Света и Степа в ресторане

 

После концерта Света и Степан сразу пошли в ресторан. Это могло бы показаться спешкой, не будь так принято. Первый раз они сидели вместе, ни от кого не скрываясь, равнодушно разглядывая посетителей.

-Ты, небось, есть хочешь, как волк?

-Вообще-то, да, Степчик. Просто до неприличия. Ужасный выброс энергии.

Смотри, он уже идет. Семилье.

-Что это за слово?

-Семилье? Человек, предлагающий вино. Надо решить, что будем есть  и какое к еде вино.

-Степа, мне не до вина. Смотри, да он и не к нам!

-Тебе что, совсем нельзя?

-А ты как думал? Я должна радоваться, а думаю о маме: начала с горболайфа, а кончила дурагоном.

-Звучит как анекдот.

-Да. Хочешь, я тебе скажу комплимент?

-Говори. Чего же.

-Мне нравится, Степа, что ты во всем такой правильный!

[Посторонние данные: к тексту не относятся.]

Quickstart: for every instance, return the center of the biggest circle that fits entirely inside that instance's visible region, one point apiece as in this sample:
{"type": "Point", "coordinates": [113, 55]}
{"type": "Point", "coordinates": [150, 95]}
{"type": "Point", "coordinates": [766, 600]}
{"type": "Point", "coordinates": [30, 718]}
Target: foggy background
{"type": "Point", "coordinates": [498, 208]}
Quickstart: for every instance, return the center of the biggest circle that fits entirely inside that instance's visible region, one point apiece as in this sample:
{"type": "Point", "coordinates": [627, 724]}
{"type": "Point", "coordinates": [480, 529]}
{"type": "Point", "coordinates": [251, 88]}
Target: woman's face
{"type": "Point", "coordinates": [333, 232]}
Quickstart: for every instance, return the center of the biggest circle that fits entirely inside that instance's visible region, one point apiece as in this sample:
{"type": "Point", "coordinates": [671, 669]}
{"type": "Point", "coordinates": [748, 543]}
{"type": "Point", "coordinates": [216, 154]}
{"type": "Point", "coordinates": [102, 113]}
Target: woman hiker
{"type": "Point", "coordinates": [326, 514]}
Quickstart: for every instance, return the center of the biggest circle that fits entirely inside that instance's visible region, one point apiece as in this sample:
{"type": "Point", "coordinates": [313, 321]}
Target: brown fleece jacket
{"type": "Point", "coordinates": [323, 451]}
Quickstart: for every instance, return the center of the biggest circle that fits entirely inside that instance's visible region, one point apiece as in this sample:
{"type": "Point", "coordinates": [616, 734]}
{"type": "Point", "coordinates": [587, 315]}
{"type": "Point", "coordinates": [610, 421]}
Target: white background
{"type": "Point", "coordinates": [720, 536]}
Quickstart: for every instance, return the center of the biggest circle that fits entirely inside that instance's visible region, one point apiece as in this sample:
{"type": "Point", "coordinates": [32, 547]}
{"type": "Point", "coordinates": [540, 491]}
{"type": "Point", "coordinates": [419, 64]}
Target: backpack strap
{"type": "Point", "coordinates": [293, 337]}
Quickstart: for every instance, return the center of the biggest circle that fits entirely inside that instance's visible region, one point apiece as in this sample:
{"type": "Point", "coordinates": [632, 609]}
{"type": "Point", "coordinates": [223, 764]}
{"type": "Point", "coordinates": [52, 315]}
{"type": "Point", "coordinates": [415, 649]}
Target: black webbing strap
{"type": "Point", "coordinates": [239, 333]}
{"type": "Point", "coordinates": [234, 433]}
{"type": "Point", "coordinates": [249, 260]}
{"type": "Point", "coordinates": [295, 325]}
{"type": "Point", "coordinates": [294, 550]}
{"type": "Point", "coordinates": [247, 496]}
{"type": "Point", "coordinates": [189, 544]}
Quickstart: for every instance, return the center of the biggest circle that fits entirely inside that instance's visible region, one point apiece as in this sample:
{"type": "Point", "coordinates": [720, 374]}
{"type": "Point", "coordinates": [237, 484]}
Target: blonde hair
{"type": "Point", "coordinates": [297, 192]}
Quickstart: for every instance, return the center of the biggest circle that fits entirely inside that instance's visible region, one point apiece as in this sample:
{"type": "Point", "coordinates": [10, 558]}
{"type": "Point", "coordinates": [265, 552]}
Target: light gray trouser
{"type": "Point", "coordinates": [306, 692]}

-В чем это - во всём? Например.

-Например, в сексе. Ты мне всегда делаешь хорошо. Как это у тебя получается? За столько лет ты стал просто не заменимым, и брак - это только констатация этой незаменимости. Слушай, себе-то что-нибудь закажи! Тебе же можно!

-Пить без тебя? Не хочу. Хочу потерпеть вместе с тобой. Тут всегда так людно?

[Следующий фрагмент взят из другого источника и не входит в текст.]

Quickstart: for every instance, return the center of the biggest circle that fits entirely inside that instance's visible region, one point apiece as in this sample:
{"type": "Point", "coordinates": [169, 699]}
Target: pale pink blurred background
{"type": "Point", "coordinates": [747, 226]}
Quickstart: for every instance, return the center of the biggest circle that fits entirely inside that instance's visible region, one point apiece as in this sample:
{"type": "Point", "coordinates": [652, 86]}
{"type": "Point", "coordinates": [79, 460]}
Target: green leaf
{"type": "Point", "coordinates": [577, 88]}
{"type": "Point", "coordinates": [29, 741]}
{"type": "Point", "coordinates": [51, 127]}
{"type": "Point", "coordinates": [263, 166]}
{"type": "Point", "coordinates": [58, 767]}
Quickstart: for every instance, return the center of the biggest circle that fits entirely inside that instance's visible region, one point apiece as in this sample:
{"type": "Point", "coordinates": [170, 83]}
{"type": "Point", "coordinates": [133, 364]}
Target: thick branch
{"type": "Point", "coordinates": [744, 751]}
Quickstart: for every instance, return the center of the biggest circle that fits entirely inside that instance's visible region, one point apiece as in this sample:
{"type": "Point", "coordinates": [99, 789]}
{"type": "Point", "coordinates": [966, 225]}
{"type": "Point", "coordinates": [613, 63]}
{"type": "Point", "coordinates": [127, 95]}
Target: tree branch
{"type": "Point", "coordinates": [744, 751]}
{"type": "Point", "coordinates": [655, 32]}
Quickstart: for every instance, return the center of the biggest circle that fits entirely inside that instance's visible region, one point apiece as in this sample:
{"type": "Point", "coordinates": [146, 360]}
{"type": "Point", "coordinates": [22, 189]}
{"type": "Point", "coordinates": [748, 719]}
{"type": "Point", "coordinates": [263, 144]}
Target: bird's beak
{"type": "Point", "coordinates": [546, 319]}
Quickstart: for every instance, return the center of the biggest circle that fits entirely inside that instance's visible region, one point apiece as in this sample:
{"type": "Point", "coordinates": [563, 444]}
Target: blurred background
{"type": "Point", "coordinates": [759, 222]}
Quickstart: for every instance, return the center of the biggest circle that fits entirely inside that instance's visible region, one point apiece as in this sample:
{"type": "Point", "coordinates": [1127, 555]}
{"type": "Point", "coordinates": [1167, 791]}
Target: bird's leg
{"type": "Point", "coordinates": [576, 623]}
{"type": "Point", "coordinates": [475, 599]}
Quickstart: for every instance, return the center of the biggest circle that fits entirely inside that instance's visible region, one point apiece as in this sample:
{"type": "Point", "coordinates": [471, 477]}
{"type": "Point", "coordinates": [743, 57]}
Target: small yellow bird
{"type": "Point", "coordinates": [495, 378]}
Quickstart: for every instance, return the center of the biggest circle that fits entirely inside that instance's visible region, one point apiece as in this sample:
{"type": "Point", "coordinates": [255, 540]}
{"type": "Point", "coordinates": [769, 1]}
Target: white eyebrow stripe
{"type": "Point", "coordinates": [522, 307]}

-Всегда. Зато не очень дорого, и тут все свои. Это важно.

Подошел официант.  Он заказал два бефстроганов и чай.

-Солидный мужчина!

-Тебе надо поесть серьезно. Мне тоже.

-Я так тебе благодарна!

-Это за что?

-Ты просидел весь концерт!

-Как и тыщи других людей.

-Я им тоже благодарна, но тебе – прежде всего.

-Сначала, когда ты вышла, я едва тебя узнал: ты казалась совсем тонкой, утонувшей в залитой светом сцене. Я еще подумал: Неужели на сцене – близкий мне человек?  Как всё меняет сцена! У тебя в шкафу твоё платье казалось громоздкой, топорщившейся броней, а на сцене оно чудесно: оно засияло, как солнце! Еще мне почудилось, что это концерт под синим, ясным небом, несметные тыщи зрителей, - и все они не просто тебя слушают, но читают твою душу.  Казалось, тебе очень хорошо поется, - но что было на самом деле?

-На самом деле? – переспросила она. - Настоящее блаженство. Красота моего голоса была настоящей, хоть микрофон и искажал мой тембр. Я была в таком приступе нежности!  Это случается только на сцене.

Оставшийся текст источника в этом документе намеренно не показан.